The vote was 5-2, with trustees Michelle Moore, Sheri Mills, Danny Gilpin, Todd Carlton and Dave Almand for, and trustees Eric Lannen and Matt Bryant against.
Dozens of speakers, including students, former elected officials, parents and members of the Southlake community, provided comment at the meeting both in support and against the adoption of the plan.
The compilation of the plan comes as part of the work of the district's diversity council, which formed after a video surfaced in the fall of 2018 showing CISD students chanting a racial slur.
"This is the reason we are all here today discussing this plan," district diversity council co-chair Eric Ransom said at the meeting. "It's often said that time heals all wounds, but in this case, time helps those looking to forget their actions. But the children that have slurs screamed at them on tape, ... those wounds will never heal."
Among a laundry list of implementation procedures, the current plan would include the creation of a process for students to report instances of discrimination.

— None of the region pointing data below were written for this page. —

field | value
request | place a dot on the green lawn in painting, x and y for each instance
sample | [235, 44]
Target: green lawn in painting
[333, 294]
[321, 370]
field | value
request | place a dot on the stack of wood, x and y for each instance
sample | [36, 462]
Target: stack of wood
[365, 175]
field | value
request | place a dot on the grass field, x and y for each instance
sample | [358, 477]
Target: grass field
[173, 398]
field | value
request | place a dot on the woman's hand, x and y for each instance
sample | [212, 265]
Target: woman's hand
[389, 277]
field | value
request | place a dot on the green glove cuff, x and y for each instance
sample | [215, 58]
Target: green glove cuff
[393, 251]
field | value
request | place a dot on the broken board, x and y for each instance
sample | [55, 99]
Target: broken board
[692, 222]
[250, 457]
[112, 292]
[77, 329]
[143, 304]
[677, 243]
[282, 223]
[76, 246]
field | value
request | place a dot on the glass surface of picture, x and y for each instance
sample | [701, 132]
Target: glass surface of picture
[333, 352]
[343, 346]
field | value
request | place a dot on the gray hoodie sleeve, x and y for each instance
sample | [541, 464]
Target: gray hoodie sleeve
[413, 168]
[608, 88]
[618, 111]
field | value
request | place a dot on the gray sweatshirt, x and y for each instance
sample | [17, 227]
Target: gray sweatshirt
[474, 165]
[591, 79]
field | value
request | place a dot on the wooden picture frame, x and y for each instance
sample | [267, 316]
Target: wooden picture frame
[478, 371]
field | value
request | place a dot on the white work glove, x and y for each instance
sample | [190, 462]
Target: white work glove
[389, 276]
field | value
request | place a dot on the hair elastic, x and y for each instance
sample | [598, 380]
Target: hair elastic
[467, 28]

Assistant Superintendent for Student Services Janet McDade said these reporting avenues are already in place, but the plan would raise awareness for students to speak up about instances of discrimination. It would also establish a more robust process for tracking microaggressions.
The district defines microaggressions in the draft plan as verbal or nonverbal insults, whether intentional or unintentional, that communicate hostile, derogatory or negative messages to target groups based upon their marginalized or underrepresented group membership.
The district's non-white student body has grown from 11.9% in 2008-09 to 33.3% in 2017-18, according to the district.
Trustees differed on whether their Aug. 3 vote should allow district administration to begin implementation of the plan in its current form. That discussion happened before they voted to begin reviewing the plan in its entirety through a series of future meetings.
"There is no excuse for us as a board to not take action," Board President Michelle Moore said.